Харпо теперича мне все рассказывает про свои любовные дела. Он только и думает, што про свою Софию Батлер. День и ночь.

Говарит, она красивая. И блестящая.

В смысле умная? спрашиваю.

Нет, кожа у ей блестит. Верно и умная тоже, раз ее папаша не знает, што мы без ево ведома встречаемся.

Ну и конешно, следующая новость, София брюхатая.

Коли она такая умная, почему брюхатая, спрашиваю.

Харпо плечами пожимает. А как ей еще из дому выбраться? Ее папаша не разрешает нам женица. Даже в дом меня не пускат. А раз она на сносях, я теперича имею право быть с ей, ровня я ей или нет.

Куда ж вы пойдете, спрашиваю.

Дом у их большой, там и будем. Поженимся и будем как одна семья.

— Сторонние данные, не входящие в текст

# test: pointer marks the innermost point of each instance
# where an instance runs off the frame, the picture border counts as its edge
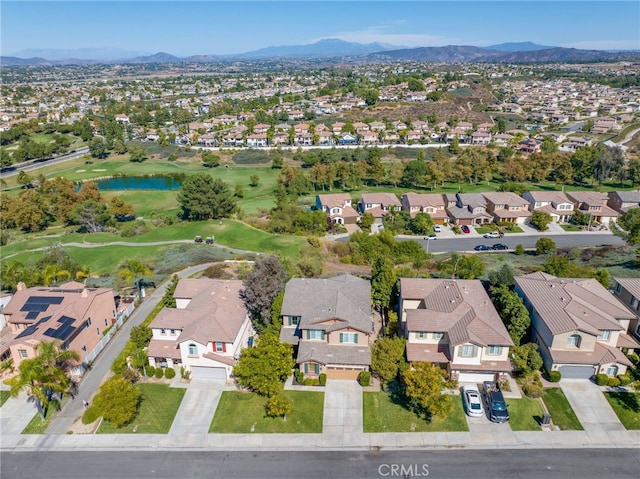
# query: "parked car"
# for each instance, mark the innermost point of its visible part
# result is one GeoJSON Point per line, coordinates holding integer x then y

Хм, говорю я, ежели он тебя не любил до тово, тем более не полюбит, когда она на сносях.

Харпо встревожен.

Поговори с Мистером __. говорю ему. Он же отец тебе, чай. Можа, чево хорошее скажет.

А можа и нет, думаю про себя.

Харпо привел ее показать отцу. Мистер __ сам сказал, хочет, мол, на ее посмотреть. Я замечаю их издали, еще на подходе к дому. Топают, держась за руки, будто на войну идуть. Она немного впереди. Поднялись на крыльцо, я подвинула им стулья и разговоры говорю, заради вежливости. Она села и платком обмахивается.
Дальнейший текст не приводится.